Photo by Matt D’Annunzio
Nick Pittman 13
Hometown: Cambridge, Massachusetts
Who I was when I got to Reed: A kid who’d just finished a mind-expanding cross-country bike ride but still had a lot to learn about the diversity of thought, mindset, and prior experience at a place even as small as Reed.
How Reed changed me: My time in the Reed liberal arts terrarium has really done a lot to expand my embracing of other viewpoints and backgrounds. I’ve grown to love and respect economics more while also acknowledging all its inherent shortcomings.
What I would tell prospies:
Tell yourself when you get here that you can get all your work done, and still make time to run around outside, hang out with friends, or do whatever keeps you sane.
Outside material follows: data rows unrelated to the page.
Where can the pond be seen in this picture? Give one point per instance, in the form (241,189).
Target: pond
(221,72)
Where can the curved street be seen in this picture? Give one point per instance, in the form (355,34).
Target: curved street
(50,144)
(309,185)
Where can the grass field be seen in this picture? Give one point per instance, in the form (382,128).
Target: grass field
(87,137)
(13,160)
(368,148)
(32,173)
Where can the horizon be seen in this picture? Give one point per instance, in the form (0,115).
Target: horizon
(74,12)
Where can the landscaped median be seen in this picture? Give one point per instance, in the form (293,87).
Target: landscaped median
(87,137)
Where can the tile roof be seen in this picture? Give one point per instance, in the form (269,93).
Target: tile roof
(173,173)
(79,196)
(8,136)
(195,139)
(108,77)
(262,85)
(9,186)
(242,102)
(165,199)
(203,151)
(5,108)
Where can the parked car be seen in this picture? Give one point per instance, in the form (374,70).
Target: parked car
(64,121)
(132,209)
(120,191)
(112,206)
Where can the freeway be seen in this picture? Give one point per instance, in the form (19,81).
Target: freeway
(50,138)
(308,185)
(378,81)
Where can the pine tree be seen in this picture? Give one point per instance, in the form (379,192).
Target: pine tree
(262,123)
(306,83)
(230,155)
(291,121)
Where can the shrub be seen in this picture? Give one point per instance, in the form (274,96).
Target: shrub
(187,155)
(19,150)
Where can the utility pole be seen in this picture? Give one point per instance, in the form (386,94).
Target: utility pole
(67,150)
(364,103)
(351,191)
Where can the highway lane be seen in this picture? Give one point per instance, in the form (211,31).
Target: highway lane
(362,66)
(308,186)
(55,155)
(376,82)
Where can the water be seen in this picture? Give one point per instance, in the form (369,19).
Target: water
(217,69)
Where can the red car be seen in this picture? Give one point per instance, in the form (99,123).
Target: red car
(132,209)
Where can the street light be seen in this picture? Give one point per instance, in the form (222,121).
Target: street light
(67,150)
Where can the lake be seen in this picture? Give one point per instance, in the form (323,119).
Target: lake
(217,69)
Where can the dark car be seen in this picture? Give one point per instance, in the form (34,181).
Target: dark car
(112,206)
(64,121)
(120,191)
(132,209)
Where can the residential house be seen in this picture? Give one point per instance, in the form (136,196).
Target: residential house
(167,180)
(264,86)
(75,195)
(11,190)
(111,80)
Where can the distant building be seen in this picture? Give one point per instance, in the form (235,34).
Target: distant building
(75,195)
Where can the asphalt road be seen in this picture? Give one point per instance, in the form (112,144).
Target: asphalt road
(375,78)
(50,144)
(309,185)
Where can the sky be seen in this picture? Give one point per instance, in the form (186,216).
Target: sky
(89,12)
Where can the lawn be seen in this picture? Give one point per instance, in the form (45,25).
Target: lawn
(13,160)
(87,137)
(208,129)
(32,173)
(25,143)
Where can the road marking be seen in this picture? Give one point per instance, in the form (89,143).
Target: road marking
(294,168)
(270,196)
I had to consciously work at it, but I was able to live a pretty balanced life in my time at Reed.
Influential book: The Death and Life of Great American Cities by Jane Jacobs.
Favorite spot: The Quad is the best place to throw a Frisbee and say hello to 30 people in 10 minutes.
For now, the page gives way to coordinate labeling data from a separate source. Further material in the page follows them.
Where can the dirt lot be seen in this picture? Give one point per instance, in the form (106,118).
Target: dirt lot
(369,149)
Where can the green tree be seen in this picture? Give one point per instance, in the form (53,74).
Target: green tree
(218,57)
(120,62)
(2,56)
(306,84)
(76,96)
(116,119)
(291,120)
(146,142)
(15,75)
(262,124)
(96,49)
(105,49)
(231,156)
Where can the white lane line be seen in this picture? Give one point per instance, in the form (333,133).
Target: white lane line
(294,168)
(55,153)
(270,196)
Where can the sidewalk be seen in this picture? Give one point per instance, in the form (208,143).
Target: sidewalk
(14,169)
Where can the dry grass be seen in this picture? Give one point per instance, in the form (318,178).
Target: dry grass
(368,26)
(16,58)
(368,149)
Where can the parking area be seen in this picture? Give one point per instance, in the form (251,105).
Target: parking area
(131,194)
Random thoughts: I’ve sat down for coffee with at least a dozen alumni and overwhelmingly what they said is that Reed taught them to think. In retrospect, that’s true for me as well. But I’ve also learned metacognition skills. I’ve learned how and under what conditions I think in certain ways and when is the best time for each one. For example, if I’m about to begin writing my thesis lit review I’ll hand $20 to a friend and say, “Keep it if I don’t finish in two hours.” At a certain point, work just expands to fill the time you allot it.
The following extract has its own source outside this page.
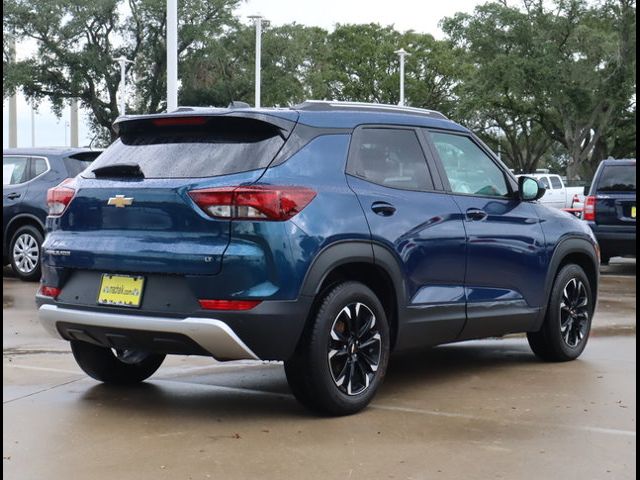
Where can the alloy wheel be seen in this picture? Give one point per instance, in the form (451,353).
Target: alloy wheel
(574,312)
(26,253)
(355,348)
Cool stuff I did: The Community Cycling Center does a holiday bike drive where they give out bikes they assemble or reassemble to low-income kids. I “taught” a PE course where Reed students would bike up to Northeast Portland once a week, assemble bicycles, and then bike back to campus.
Scholarships, awards, or financial aid: Mellon Environmental Studies Summer Experience Fellowship for a cool internship in Vermont last summer.
Adviser: Prof. Noelwah Netusil [economics 1990–]
Thesis: “The Effect of Low-Income Housing Developments on Nearby Home Sale Prices in Portland, Oregon”
What it’s about: What housing developments of various sizes and types do to the neighborhoods around them, as reflected in sale prices.
What it’s really about: An excuse for me to play around with GIS.
What’s next: I’ll be working at an environmental and economic consulting firm in Cambridge.